2. Por tu gran culpa. 2/2

— Ella no tiene ni la menor idea... — Su mirada se posaba en la imagen de la Virgen María mientras continuaba hablando en el silencioso altar —. Y cuando finalmente se dé cuenta, será demasiado tarde...

En ese preciso momento, varios Cadillac rojos y negros se encontraban ocultos, discretos, testigos de lo que estaba por ocurrir. Al otro lado de la amplia área de campamento, se encontraba ella, junto a un empleado del lugar, recogiendo todos los palos de golf que habían utilizado con tanto desenfado momentos antes. Con sus elegantes lentes de sol, ella ayudaba al joven a cargar todo en la parte trasera de su impresionante auto rojo.

— Mil gracias, ten. — dijo ella, extendiendo su mano derecha con un billete en ella, el cual el joven recibió con un gesto de asentimiento antes de retirarse. — Muy amable.

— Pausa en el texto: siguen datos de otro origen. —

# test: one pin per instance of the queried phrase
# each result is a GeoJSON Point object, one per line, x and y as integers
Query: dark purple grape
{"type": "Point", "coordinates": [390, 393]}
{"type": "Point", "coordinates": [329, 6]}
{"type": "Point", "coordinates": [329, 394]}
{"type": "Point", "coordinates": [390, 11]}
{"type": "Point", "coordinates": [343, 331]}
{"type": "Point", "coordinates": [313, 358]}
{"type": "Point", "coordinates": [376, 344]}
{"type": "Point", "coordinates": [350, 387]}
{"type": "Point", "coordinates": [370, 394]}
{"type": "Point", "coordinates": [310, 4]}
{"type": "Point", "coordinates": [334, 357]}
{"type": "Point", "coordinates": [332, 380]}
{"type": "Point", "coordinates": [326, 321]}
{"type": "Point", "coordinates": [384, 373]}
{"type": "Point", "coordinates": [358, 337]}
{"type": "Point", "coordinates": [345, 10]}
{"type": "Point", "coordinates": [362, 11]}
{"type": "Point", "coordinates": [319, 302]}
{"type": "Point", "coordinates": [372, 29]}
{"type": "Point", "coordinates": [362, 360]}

— Con gusto. — Le respondió el joven desde la distancia, y todo volvió a sumirse en un silencio tenso.

La mujer dio la vuelta al auto, lo puso en marcha y, en ese preciso instante, algo inesperado sucedió. El hombre de mirada penetrante que se escondía, salió corriendo hacia el auto en movimiento, chocando contra él y cayendo al pavimento de bruces. El vehículo se detuvo abruptamente, y la mujer salió del mismo con una expresión de profunda preocupación, acercándose al joven en el suelo.

— ¿Estás bien? ¿Qué ha pasado? — Le preguntó con evidente ansiedad en su voz mientras tomaba con delicadeza sus brazos, a pesar de los quejidos de dolor del joven, quien tenía una mano en la sien. — Por el amor de Dios, juro que no te vi. ¿Estás...?

— ¿Hay sangre? — preguntó él, mirando su mano derecha, intentando identificar si había señales de lo que acababa de ocurrir, sin dejar de quejarse por el dolor.

— ¿Dónde?

— Aquí. — Se señaló un lado de su cabeza.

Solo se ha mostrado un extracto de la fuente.